The evaluation for music processing tasks is itself a topic of central importance. First of all, one requires references annotations, which are often generated by human experts in a manual process. Such annotations are typically based on an expert's subjective decisions. Furthermore, the specification of such annotations may require simplifications (e.g., the choice of chord types allowed). Finally, one may need to convert the reference annotations to fit an algorithm's output format. For example, the physical time axis (given in seconds) may be converted into a sampled time axis (given in frames). Besides musical ambiguities and annotator-dependent choices, such technical conversion may introduce additional uncertainties into the evaluation process. To give a concrete example, assume that, in our chord recognition scenario, we deal with music recordings where one has a chord change roughly every $500~\mathrm{msec}$. Furthermore, assume that our feature resolution is roughly $50~\mathrm{msec}$ ($20$ chroma features per second). Then, when evaluating on the quantized time axis, one may have quantization ambiguities for nearly $10\,\%$ of the frames, which may impact the evaluation measure by roughly $5\,\%$. In summary, one should keep the following points in mind:
Next, one requires evaluation metrics to compare reference annotations with estimations obtained from automated approaches. Expressing the behavior of an algorithm using a simple quantity is convenient and allows for optimizing the approach.
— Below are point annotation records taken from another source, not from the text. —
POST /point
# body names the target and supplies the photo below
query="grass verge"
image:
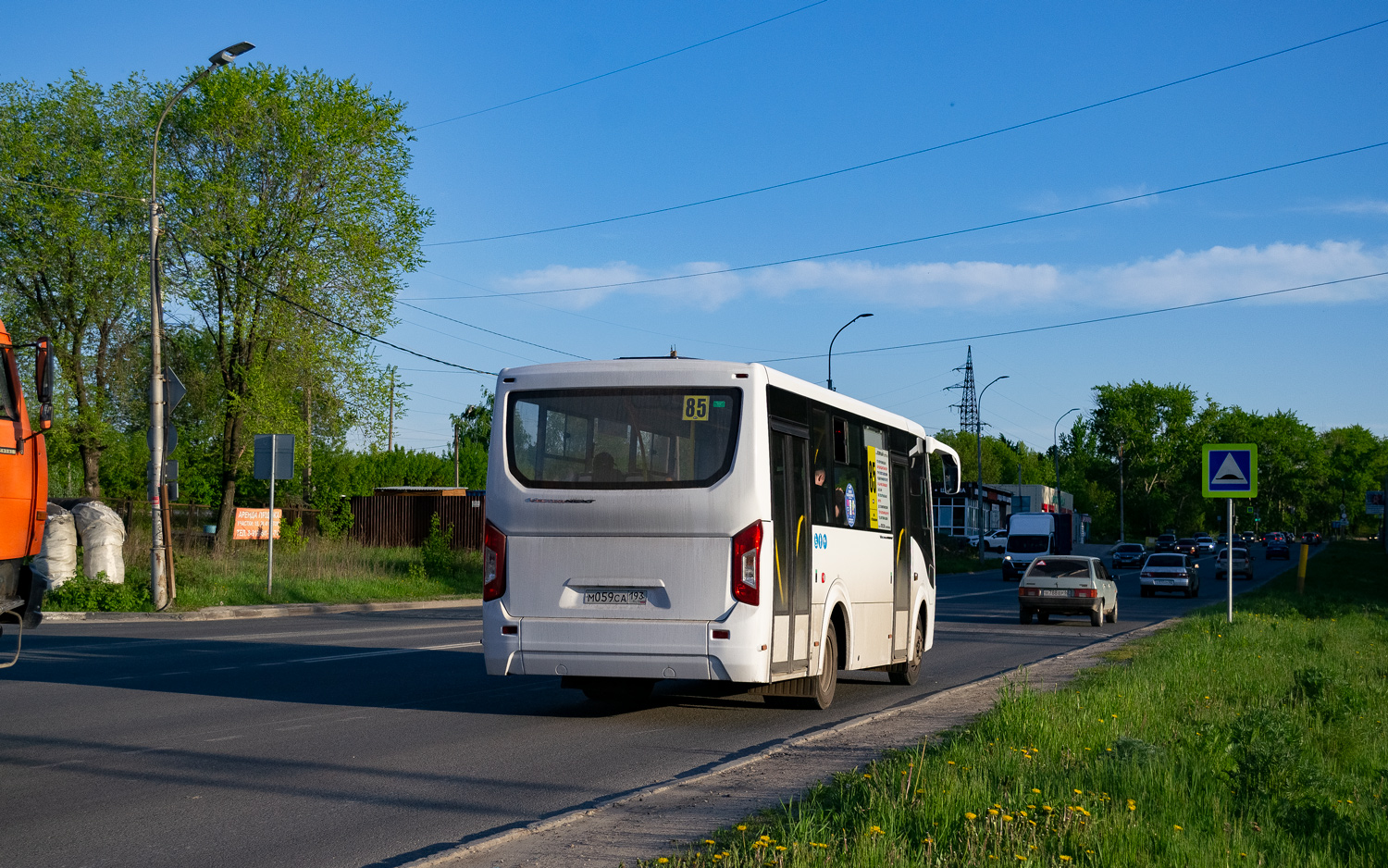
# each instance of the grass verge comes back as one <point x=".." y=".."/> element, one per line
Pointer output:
<point x="1255" y="743"/>
<point x="305" y="571"/>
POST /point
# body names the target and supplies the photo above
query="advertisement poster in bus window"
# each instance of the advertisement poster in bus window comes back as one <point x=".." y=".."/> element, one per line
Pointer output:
<point x="879" y="493"/>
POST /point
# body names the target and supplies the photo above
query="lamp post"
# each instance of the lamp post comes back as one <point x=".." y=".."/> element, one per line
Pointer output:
<point x="1055" y="443"/>
<point x="157" y="397"/>
<point x="830" y="383"/>
<point x="979" y="451"/>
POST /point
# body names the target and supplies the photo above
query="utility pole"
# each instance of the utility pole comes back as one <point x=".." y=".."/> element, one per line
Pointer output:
<point x="308" y="445"/>
<point x="157" y="481"/>
<point x="1122" y="526"/>
<point x="390" y="425"/>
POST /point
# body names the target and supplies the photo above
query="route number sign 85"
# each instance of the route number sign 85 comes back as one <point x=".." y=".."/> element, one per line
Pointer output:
<point x="696" y="408"/>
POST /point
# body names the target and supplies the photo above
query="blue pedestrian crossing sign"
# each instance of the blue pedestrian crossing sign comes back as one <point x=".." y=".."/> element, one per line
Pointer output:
<point x="1230" y="470"/>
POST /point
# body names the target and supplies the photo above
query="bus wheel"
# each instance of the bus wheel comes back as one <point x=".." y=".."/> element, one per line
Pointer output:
<point x="910" y="671"/>
<point x="618" y="690"/>
<point x="827" y="682"/>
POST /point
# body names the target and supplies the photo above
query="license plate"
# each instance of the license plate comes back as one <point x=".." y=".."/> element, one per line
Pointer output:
<point x="613" y="598"/>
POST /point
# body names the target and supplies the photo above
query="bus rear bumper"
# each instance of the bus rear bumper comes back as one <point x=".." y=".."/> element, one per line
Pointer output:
<point x="618" y="649"/>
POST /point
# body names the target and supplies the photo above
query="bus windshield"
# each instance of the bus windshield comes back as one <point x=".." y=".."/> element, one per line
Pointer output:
<point x="622" y="438"/>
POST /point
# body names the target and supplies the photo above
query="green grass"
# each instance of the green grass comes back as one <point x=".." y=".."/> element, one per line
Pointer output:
<point x="1257" y="743"/>
<point x="310" y="571"/>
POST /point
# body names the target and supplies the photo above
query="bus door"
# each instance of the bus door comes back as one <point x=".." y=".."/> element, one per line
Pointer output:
<point x="901" y="554"/>
<point x="790" y="548"/>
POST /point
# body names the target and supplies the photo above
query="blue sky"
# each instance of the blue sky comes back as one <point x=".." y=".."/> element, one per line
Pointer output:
<point x="837" y="85"/>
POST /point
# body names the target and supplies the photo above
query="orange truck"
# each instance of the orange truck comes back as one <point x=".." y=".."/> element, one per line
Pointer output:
<point x="24" y="484"/>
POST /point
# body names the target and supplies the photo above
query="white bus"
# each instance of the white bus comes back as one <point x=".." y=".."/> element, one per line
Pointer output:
<point x="674" y="518"/>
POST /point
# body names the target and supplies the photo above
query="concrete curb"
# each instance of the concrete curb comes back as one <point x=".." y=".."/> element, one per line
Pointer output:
<point x="224" y="613"/>
<point x="457" y="856"/>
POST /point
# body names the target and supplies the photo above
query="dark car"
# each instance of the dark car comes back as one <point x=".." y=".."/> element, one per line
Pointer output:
<point x="1129" y="554"/>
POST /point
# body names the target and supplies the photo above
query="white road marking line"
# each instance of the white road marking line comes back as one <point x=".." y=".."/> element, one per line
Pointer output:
<point x="388" y="651"/>
<point x="977" y="593"/>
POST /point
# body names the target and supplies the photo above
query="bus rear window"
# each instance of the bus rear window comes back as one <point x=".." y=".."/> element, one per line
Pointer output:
<point x="622" y="438"/>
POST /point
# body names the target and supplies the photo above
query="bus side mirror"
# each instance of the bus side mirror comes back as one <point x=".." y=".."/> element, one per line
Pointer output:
<point x="951" y="474"/>
<point x="43" y="375"/>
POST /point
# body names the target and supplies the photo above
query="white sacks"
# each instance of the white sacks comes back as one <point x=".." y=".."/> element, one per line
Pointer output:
<point x="57" y="560"/>
<point x="103" y="539"/>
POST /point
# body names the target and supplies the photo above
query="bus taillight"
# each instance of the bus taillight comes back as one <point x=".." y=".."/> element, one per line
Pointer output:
<point x="747" y="549"/>
<point x="493" y="563"/>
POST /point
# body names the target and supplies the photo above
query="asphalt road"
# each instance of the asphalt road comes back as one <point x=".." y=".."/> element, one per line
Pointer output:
<point x="371" y="739"/>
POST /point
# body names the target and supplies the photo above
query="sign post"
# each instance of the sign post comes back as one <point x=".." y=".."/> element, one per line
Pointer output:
<point x="274" y="460"/>
<point x="1230" y="470"/>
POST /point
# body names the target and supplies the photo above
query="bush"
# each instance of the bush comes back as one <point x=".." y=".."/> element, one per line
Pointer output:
<point x="88" y="595"/>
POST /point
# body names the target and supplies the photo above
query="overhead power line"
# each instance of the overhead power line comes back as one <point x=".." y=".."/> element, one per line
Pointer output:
<point x="913" y="153"/>
<point x="425" y="310"/>
<point x="77" y="191"/>
<point x="1065" y="325"/>
<point x="926" y="238"/>
<point x="651" y="60"/>
<point x="361" y="333"/>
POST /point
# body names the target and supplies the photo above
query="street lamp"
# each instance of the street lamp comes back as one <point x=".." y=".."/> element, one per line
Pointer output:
<point x="1055" y="443"/>
<point x="155" y="473"/>
<point x="832" y="347"/>
<point x="979" y="451"/>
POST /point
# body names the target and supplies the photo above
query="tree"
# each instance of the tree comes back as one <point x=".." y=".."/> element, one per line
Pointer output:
<point x="72" y="260"/>
<point x="288" y="205"/>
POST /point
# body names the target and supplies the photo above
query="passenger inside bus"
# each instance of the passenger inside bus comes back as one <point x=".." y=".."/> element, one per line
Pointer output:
<point x="604" y="468"/>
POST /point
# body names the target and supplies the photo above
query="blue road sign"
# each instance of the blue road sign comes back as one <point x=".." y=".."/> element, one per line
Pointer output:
<point x="1230" y="470"/>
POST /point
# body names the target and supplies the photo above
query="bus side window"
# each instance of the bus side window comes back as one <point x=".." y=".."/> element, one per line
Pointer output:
<point x="826" y="506"/>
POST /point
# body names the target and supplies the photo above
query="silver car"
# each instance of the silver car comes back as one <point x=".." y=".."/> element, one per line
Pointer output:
<point x="1171" y="573"/>
<point x="1068" y="585"/>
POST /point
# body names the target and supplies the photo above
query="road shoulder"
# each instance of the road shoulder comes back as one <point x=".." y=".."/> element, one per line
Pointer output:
<point x="658" y="818"/>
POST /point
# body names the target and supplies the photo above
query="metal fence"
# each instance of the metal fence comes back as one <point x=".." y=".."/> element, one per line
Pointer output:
<point x="404" y="520"/>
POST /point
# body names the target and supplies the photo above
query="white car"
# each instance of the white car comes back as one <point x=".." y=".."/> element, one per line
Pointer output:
<point x="1068" y="585"/>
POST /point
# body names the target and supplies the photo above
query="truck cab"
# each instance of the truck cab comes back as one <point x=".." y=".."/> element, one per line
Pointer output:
<point x="1032" y="535"/>
<point x="24" y="484"/>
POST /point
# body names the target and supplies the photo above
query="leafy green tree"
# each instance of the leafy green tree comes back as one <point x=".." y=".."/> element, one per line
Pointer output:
<point x="72" y="260"/>
<point x="288" y="196"/>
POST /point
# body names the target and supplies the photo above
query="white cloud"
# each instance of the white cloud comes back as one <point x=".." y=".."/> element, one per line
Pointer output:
<point x="1177" y="278"/>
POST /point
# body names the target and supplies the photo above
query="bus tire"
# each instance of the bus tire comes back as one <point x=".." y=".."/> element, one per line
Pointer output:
<point x="910" y="671"/>
<point x="827" y="682"/>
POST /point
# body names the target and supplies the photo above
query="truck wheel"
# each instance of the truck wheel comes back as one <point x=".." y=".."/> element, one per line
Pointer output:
<point x="910" y="671"/>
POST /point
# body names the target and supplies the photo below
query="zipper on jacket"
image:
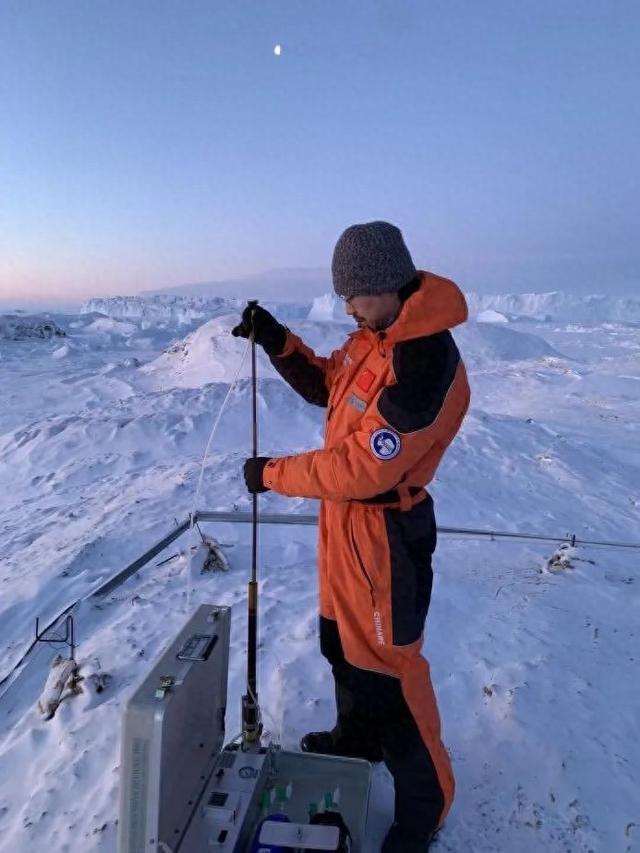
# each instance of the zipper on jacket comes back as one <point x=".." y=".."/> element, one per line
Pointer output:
<point x="377" y="617"/>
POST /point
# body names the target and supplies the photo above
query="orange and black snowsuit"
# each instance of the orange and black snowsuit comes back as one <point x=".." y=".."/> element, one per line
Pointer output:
<point x="395" y="400"/>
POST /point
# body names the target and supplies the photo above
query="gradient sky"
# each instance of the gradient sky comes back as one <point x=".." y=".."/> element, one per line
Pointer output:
<point x="148" y="143"/>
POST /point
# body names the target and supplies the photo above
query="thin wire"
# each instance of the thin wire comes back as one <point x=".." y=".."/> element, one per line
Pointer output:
<point x="214" y="429"/>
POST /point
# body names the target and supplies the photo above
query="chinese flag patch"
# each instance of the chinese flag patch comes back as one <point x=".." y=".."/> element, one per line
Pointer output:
<point x="365" y="380"/>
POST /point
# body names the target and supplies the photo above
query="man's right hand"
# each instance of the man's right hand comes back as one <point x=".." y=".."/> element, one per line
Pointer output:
<point x="267" y="332"/>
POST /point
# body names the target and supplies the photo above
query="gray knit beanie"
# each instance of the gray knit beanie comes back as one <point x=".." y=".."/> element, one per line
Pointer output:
<point x="371" y="259"/>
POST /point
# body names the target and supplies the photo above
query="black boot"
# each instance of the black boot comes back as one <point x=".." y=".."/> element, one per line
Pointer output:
<point x="329" y="743"/>
<point x="399" y="841"/>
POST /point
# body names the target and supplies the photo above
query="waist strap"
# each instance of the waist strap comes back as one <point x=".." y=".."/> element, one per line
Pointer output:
<point x="404" y="497"/>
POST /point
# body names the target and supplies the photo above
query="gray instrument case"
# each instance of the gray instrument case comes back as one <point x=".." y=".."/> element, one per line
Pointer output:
<point x="181" y="792"/>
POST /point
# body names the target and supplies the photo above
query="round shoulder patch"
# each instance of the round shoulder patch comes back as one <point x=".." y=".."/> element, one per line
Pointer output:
<point x="384" y="443"/>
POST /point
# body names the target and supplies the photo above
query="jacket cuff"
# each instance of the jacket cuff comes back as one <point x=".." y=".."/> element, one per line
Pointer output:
<point x="269" y="474"/>
<point x="289" y="346"/>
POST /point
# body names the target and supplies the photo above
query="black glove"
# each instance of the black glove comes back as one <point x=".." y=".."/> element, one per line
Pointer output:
<point x="267" y="332"/>
<point x="253" y="469"/>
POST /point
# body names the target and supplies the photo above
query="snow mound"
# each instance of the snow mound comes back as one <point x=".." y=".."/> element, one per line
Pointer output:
<point x="491" y="316"/>
<point x="112" y="326"/>
<point x="209" y="354"/>
<point x="22" y="327"/>
<point x="159" y="309"/>
<point x="557" y="307"/>
<point x="61" y="352"/>
<point x="481" y="343"/>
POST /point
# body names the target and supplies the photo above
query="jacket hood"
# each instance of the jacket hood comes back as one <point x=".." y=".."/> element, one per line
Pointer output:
<point x="437" y="305"/>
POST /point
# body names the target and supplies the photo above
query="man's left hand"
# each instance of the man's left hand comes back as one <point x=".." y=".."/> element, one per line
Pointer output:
<point x="253" y="469"/>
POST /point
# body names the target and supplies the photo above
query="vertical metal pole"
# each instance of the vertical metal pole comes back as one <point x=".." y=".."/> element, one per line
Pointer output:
<point x="250" y="709"/>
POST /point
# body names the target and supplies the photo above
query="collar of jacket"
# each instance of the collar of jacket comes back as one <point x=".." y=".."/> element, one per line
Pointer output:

In this notebook, we discussed simple precision, recall, and F-measures applied on a frame-wise level. When using such quantitative metrics, one needs to keep in mind that they only provide a glimpse on an algorithm's performance and the nature of the problem at hand. Visual comparisons (e.g., using time–chord plots) of estimation and reference annotation are a powerful way to deepen the investigations.